It has everything last year’s tabloid newspapers could have possibly wanted on the cover.
We've got Maddie, Di, an X Factor contestant, allegations of rigged phone-in competitions, and the lead story combines sex and football.
It's nearly perfect.
I bet they just wished they had a slightly saucier picture to replace the cop with a crate. A silhouette of the girl, or a flash reflecting off the tinted window of a Bentley as a Man U star flees the scene. Maybe if 'Girl No.2' had been Heather McCartney or a minor pop-star - that would have been the perfect front page. But hey, it's not quite fiction, so they can only work with the news that's there. This is the one day they pulled together all the greatest hits of 2007.
I'd really like to see their daily sales figures, and see if any of the above elements are known to pull more readers. Do pictures of Diana really still sell papers? Is there a percentage circulation boost for each of those elements? Add 5% for a shot of the McCanns, 3% for a reality TV exclusive.

The Sun has a whole area of its website dedicated to Maddie news, in the same way other papers cover Education, or Entertainment. The Express has a 'Diana Inquest' section, right between 'Scottish' and 'Sport' on the main menu, and 'Diana Inquest' banners all over the site to point you there. They're pushing their biggest draw. The papers have detailed statistics about readers on their websites, so they know exactly what their readers want to see more of and they move to provide it.
This might all seem obvious to anyone with an eye on the media, but I find it useful to keep going back to news sources I wouldn't normally use, and discovering this afresh.
News is a commodity; it's a product that you sell to survive.
I could easily get carried away with the higher ideals of reporting, but I'd never get very far.
So whilst I read heart-wrenching accounts from Burma this year, and some papers led with powerful and innovative info-graphics about climate change, it's the Sun that sold the most news.

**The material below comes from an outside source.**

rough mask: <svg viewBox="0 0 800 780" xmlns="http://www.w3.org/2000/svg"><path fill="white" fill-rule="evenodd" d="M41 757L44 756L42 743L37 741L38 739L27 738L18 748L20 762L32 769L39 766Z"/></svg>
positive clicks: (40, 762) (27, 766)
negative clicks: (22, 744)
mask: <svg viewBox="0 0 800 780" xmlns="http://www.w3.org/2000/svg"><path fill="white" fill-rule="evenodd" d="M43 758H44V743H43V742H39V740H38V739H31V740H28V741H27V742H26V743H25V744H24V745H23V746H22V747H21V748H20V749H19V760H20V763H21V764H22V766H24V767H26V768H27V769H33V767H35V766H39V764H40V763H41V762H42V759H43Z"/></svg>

Front-pages like the above will never go away and will always be successful because they meet the demand. I might not like it, but I can't forget it.
2 comments:
The only thing missing would be something whiny about immigrants, or maybe something about the EU. Or something about political correctness perhaps?
A good showing, but there are still greater front pages to be made. I doubt it'll happen in our lifetime, but you never know...
What about "our lads" fighting those asian types?
With 3.5 million papers a day it's the biggest selling rag - and like every most-popular-of-its-class it has to strike the centre of the bell curve to feed the masses, generally acknowledged as being asses. The sun - tabloids overall - are the mechanically reclaimed meat of the printing world - scraping the barrel - and lives of all manner of celebrities - apart for another 100,000 sales. Damn them, damn them all!